Sometimes those inventions are themselves robot slaves. Scientists are also always trying to solve the economic crises of Earth by inventing amazing AIs that will allocate resources perfectly for us. This is precisely what happens at the end of Asimov's original I, Robot book, where a robot becomes world president and no humans ever want for resources again. Less-successful efforts to save the economy via AI can be found in David Gerrold's underrated When HARLIE Was One (read the original, not the rewrite) and the movie Demon Seed. In the former, HARLIE the mega-bot would rather hallucinate and write poetry than come up with strategies to build more efficient widgets. And in the latter, Proteus the AI would rather imprison and rape Julie Christie than explain how to fix Earth's financial crisis.

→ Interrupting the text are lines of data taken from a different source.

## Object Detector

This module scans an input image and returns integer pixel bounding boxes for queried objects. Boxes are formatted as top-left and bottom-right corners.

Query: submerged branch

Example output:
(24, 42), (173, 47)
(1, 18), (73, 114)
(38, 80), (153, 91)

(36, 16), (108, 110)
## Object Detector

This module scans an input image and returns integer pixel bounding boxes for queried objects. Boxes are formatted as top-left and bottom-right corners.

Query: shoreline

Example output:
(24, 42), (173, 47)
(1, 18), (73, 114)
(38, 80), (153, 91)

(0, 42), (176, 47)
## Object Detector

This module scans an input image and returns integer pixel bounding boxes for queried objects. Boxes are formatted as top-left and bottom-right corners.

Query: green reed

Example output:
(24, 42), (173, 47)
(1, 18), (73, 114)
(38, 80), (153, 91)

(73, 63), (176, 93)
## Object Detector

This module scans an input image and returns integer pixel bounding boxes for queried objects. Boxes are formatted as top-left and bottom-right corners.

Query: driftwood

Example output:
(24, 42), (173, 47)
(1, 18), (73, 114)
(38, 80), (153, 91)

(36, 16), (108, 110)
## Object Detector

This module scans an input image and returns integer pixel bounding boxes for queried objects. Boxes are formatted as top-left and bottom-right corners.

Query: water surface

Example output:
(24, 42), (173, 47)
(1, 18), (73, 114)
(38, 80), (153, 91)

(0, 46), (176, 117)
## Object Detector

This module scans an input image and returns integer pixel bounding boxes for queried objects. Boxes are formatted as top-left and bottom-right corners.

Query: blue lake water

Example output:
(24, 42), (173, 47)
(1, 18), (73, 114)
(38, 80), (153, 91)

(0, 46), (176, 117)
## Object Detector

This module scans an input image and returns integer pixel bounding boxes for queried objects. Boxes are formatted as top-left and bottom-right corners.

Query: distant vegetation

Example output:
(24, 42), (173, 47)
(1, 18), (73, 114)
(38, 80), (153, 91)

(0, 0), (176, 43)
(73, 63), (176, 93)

And so you might say slavery is in some ways the classic science fiction fix for economic crisis. It provides a quick solution that spins out an infinitely-reproducible number of crises, problems, and moral dilemmas. Like time travel, slavery does not fix the financial collapse for everybody — just for the few who remain free. Even worse, your slaves tend to revolt Dune-style, take over the planet, and fuck things up exactly the same way you did. So slavery shares with terraforming the basic problem that wherever the human species goes, there it is.

You'll never get a good story without conflict, so scifi may not make a good model for real-life financial fixes. And yet it does manage to reflect at least one truth about real-life economic systems: We cannot seem to dream up a way out of our economic failures that does not have its own failures built in from the start. We are, like the humans in Planet of the Apes, always replacing one kind of slavery with another.